The Associated Press published ten songs for Sunday's World Cup final and placed the complete list on Spotify, opening with "Dai Dai," the tournament's official anthem by Shakira and Burna Boy, before folding old football standards and newer multilingual collaborations into one pre-match product. [1]
The editorial idea is unity, expressed in Shakira's statement to AP that a World Cup song must represent many cultures' feelings and passions, while the commercial structure is curation through an official song, a news organization's list and a platform link directing attention toward selected catalogs. [1]
No verified X post supplies the industry view, and AP reports neither playlist placement terms, streams, royalties, label agreements nor the sales lift from inclusion, leaving the list as proof of selection rather than evidence of commercial success or a fair division of value. [1]

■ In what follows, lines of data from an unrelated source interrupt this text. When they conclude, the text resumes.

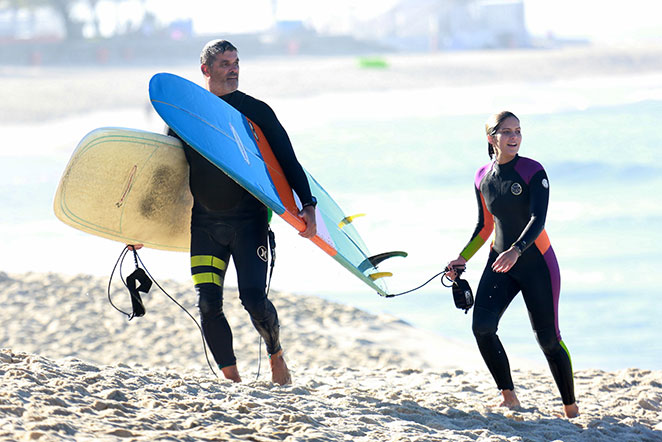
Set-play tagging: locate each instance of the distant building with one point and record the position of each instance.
(30, 24)
(431, 25)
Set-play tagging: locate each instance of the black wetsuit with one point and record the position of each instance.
(513, 197)
(229, 221)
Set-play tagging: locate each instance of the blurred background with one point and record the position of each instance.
(385, 102)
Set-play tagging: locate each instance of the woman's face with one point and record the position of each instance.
(507, 140)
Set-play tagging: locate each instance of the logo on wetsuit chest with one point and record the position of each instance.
(516, 189)
(262, 253)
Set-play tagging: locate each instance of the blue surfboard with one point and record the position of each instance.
(237, 146)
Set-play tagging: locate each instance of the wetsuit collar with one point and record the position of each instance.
(509, 164)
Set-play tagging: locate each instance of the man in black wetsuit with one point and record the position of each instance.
(229, 221)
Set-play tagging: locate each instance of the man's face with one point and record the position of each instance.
(222, 76)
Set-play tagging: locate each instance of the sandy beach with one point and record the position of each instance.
(73, 368)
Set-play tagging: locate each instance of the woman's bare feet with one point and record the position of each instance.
(571, 410)
(509, 399)
(280, 374)
(231, 372)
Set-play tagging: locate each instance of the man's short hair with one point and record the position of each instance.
(213, 48)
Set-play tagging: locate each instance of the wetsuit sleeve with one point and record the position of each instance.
(483, 230)
(538, 202)
(282, 148)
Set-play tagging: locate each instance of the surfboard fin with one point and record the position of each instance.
(376, 276)
(373, 261)
(348, 219)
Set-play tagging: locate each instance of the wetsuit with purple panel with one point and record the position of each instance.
(512, 201)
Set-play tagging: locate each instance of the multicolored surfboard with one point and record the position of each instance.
(238, 147)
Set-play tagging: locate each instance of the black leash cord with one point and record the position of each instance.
(271, 237)
(119, 262)
(458, 270)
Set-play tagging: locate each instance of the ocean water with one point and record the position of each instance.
(407, 159)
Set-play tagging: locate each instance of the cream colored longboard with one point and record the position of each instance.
(129, 186)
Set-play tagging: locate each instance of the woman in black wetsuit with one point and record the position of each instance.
(512, 194)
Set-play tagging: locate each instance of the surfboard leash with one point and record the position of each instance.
(271, 237)
(462, 294)
(145, 278)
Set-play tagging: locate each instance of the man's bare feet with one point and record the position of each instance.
(231, 372)
(280, 374)
(571, 410)
(509, 399)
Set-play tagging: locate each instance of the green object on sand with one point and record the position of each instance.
(373, 63)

That boundary matters because national feeling arrives already packaged, allowing supporters to hear languages, memories and team rituals while artists, labels, FIFA and Spotify encounter inventory whose placement may convert a match into repeat listening, two truths the available source cannot measure against each other.
Sunday will decide a football champion rather than which song owns a nation, while Friday's list shows how quickly tournament identity becomes searchable, shareable and monetizable and leaves the next receipts to platforms and rights holders: who chose, who was promoted, who was paid and how much the audience listened.